O presidente voltou ontem a afirmar que o Brasil é o único país a usar urnas eletrônicas - pelo menos outros 23 países, entretanto, usam o sistema. Em conversa com apoiadores, Bolsonaro disse que a dúvida “sempre vai permanecer” se “não tivermos uma forma confiável de apurar as eleições”.

___________________________________________________________________________________________________________________________________________________________________________________________________

Supercomputador do TSE não passou por todos os testes

Luísa Martins

Isadora Peron

17/11/2020

 

 

Barroso disse que há suspeitas de articulação de extremistas para ataques à Justiça Eleitoral

O presidente do Tribunal Superior Eleitoral (TSE), ministro Luís Roberto Barroso, afirmou ontem que, devido à pandemia, o supercomputador contratado para realizar a totalização dos votos não chegou a tempo de ser submetido a todos os testes necessários antes do primeiro turno das eleições municipais.

Com contrato de cerca de R$ 26 milhões e validade de 48 meses, o sistema foi adquirido pelo TSE em março, mas só foi entregue em agosto. “Em razão das limitações nos testes prévios, a inteligência artificial do equipamento demorou a aprender sobre o processamento dos dados. Daí a lentidão e o travamento”, disse.

Em complementação, o secretário de Tecnologia da Informação (TI) do TSE, Giuseppe Janino, informou que, como a entrega do equipamento atrasou, três dos cinco testes previstos foram realizados em outros aparelhos. Quando o supercomputador chegou, foram feitos os outros dois, o que prejudicou a capacidade de “leitura” do sistema.

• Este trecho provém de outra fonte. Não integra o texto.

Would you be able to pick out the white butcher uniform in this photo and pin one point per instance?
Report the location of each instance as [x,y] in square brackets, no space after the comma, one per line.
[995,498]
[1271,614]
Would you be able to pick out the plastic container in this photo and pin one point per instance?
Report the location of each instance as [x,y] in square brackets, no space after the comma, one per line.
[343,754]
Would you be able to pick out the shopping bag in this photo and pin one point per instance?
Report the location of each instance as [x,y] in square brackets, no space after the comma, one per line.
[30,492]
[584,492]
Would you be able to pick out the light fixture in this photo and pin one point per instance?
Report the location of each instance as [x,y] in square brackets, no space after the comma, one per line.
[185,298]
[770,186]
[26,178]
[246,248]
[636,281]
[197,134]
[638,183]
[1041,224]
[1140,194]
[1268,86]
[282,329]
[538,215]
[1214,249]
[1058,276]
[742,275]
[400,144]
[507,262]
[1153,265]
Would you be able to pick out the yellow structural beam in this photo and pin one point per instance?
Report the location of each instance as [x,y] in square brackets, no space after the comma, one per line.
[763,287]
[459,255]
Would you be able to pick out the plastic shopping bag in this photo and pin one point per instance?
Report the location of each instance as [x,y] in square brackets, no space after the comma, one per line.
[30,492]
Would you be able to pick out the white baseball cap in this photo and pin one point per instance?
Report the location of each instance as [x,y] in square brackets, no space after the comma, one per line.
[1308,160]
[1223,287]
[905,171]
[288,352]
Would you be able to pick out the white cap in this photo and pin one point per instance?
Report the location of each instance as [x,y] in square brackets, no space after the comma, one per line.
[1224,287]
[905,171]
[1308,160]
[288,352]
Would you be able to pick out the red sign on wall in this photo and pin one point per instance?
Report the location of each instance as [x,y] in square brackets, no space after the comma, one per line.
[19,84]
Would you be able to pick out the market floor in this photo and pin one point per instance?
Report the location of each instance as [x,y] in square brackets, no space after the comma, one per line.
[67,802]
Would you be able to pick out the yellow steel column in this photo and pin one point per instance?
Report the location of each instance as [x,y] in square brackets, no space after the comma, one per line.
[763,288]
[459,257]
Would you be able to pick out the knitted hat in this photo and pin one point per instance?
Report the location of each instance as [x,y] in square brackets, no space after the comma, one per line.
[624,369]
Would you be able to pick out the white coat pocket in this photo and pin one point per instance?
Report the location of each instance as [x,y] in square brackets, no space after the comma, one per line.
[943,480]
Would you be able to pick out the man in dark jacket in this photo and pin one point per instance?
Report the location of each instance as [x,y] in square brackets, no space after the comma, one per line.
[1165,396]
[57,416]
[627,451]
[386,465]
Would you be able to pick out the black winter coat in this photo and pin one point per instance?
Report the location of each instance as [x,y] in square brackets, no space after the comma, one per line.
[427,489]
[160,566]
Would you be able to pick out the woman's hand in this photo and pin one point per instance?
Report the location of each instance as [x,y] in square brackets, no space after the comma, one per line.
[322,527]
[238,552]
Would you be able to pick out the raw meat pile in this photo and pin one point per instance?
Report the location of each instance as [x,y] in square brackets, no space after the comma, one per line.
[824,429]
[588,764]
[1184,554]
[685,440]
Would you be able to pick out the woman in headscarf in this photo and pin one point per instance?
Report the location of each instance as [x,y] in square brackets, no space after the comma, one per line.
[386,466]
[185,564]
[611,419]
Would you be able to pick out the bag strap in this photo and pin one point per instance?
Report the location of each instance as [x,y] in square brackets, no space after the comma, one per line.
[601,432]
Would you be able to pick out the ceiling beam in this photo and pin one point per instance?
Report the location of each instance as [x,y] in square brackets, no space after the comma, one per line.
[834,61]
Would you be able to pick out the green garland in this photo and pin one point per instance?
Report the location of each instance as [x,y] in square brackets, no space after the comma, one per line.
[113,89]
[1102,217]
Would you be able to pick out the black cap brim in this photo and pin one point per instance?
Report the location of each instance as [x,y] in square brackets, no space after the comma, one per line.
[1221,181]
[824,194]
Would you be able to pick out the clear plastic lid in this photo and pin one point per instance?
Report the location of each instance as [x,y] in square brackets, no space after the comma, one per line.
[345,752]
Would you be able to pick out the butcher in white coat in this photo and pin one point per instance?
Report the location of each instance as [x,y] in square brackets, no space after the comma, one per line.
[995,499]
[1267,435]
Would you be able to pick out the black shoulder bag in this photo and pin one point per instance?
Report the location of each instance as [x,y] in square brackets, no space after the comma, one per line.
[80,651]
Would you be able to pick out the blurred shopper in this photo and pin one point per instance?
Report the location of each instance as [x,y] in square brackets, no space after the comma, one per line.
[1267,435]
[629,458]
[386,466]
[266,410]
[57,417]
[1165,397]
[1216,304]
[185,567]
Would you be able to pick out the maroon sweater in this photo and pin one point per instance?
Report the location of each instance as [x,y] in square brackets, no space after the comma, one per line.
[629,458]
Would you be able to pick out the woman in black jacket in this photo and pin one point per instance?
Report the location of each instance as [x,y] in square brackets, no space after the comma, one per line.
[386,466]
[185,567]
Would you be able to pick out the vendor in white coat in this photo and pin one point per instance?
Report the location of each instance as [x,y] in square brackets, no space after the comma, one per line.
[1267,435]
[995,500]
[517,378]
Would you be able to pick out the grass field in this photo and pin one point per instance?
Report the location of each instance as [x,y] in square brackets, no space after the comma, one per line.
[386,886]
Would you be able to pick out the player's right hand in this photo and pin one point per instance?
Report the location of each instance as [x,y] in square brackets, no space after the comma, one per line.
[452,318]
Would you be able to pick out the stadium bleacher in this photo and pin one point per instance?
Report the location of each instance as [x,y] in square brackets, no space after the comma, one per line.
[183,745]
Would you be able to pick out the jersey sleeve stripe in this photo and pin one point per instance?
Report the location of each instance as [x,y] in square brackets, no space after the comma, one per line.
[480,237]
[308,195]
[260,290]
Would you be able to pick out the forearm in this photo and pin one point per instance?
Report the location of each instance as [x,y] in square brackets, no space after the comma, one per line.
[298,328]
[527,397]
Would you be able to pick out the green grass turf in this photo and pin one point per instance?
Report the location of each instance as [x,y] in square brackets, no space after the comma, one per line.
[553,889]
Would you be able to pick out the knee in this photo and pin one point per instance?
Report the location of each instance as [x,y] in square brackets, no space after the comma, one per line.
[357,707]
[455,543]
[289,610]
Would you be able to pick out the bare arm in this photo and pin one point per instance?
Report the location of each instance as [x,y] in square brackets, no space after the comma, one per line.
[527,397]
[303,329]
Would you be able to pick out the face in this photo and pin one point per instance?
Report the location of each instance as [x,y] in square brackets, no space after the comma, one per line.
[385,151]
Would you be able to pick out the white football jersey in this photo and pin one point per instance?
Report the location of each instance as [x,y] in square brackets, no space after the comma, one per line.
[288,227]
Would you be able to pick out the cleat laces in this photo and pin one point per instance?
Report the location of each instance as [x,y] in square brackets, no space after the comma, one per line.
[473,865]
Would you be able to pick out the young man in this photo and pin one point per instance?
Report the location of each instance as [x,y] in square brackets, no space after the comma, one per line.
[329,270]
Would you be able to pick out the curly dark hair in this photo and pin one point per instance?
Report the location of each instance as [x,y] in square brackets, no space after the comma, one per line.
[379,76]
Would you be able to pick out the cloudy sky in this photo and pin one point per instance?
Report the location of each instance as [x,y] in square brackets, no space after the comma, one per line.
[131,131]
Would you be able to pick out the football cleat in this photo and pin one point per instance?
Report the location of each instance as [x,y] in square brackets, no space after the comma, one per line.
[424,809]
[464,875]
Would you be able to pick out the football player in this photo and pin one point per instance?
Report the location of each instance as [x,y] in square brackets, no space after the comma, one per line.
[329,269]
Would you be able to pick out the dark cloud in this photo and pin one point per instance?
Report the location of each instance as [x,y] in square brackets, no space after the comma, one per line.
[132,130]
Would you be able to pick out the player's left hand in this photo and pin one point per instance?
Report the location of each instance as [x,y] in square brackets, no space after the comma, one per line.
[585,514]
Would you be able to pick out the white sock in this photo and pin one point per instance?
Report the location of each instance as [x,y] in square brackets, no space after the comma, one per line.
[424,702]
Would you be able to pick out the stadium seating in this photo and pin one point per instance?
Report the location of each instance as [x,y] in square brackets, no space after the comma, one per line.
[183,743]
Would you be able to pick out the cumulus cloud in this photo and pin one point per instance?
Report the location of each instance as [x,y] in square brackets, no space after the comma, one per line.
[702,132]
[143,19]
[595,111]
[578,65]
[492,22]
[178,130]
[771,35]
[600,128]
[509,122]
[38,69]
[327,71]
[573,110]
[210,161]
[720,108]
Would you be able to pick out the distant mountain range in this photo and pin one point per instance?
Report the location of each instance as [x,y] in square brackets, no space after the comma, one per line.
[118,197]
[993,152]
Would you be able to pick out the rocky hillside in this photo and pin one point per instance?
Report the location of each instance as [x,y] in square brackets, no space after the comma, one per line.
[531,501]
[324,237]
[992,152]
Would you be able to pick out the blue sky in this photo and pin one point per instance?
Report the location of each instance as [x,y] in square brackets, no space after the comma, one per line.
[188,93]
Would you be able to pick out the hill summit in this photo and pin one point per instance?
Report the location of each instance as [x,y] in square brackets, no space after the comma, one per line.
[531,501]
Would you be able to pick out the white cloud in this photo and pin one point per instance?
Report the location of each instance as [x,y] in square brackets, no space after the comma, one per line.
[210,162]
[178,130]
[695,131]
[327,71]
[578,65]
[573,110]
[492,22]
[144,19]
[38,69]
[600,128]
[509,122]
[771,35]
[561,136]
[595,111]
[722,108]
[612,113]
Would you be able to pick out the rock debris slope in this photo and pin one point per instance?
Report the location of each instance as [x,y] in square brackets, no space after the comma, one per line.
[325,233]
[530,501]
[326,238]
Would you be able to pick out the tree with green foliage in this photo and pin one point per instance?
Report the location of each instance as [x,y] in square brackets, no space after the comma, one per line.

Barroso disse que a demora na divulgação dos resultados - mais de duas horas e meia, em comparação ao pleito de 2018 - “foi o tempo que os técnicos levaram para diagnosticar o problema e remediá-lo”. Ele também se corrigiu por ter informado, ainda no domingo, que a razão da lentidão teria sido uma pane em um dos hardwares do computador. “Não é mudança de versão, é atualização da nossa compreensão do que aconteceu.”

Em relação ao segundo turno, marcado para o dia 29, o ministro disse que está trabalhando para que o atraso não se repita. A Oracle, empresa contratada pelo TSE para prestar o serviço, será chamada a “ajudar a equacionar e prevenir o problema”. Como não há outra companhia que atue nesta mesma área, houve dispensa de licitação.

Para justificar a centralização da totalização dos votos no TSE - e não mais nos Tribunais Regionais Eleitorais (TREs), como costumava ocorrer - a Corte alegou dois motivos. Primeiro, a redução de custos, estimada em R$ 1,3 milhão ao ano. Em segundo lugar, o aumento da segurança, conforme recomendação da Polícia Federal (PF).

Por isso, mesmo com as falhas, Barroso diz não ver motivos para voltar ao sistema antigo de soma de votos. “Não foi algo grave. Foi uma demora de duas horas, como um carro de Fórmula 1 que precisa parar no box para algum conserto, mas acaba vencendo a corrida”, comparou.

“O resultado foi anunciado no mesmo dia. Não estamos diante de problema dramático que nos obrigue a mudar de estratégia. Tivemos um pequeno problema, que trouxe uma pequena chateação e que buscaremos resolver.”

Barroso voltou a minimizar a lentidão na totalização dos votos e repetiu que essa diminuição no ritmo dos somatórios não trouxe qualquer prejuízo à integridade dos resultados computados.

Contudo, como a crise abasteceu os discursos que descredibilizam o sistema brasileiro de votação - comuns entre o presidente Jair Bolsonaro e seus apoiadores -, ele acionou a PF. Em ofício, pediu que a corporação apure milícias digitais que, com motivação política, estejam atacando a Justiça Eleitoral.

“Há suspeita de articulação de grupos extremistas que se empenham em desacreditar as instituições, clamam pela volta da ditadura e muitos deles são investigados pelo Supremo Tribunal Federal (STF)”, disse ele, referindo-se ao chamado inquérito das “fake news”, que tramita desde março do ano passado.

Conforme o ministro, por ora são apenas “suspeitas e indícios”, sendo necessário investigar não só o ataque em si, mas a concentração de esforços para desestabilizar as instituições.

As informações falsas teriam surgido após a notícia sobre o vazamento de dados de funcionários do TSE, mas ganharam força depois das instabilidades registradas ontem.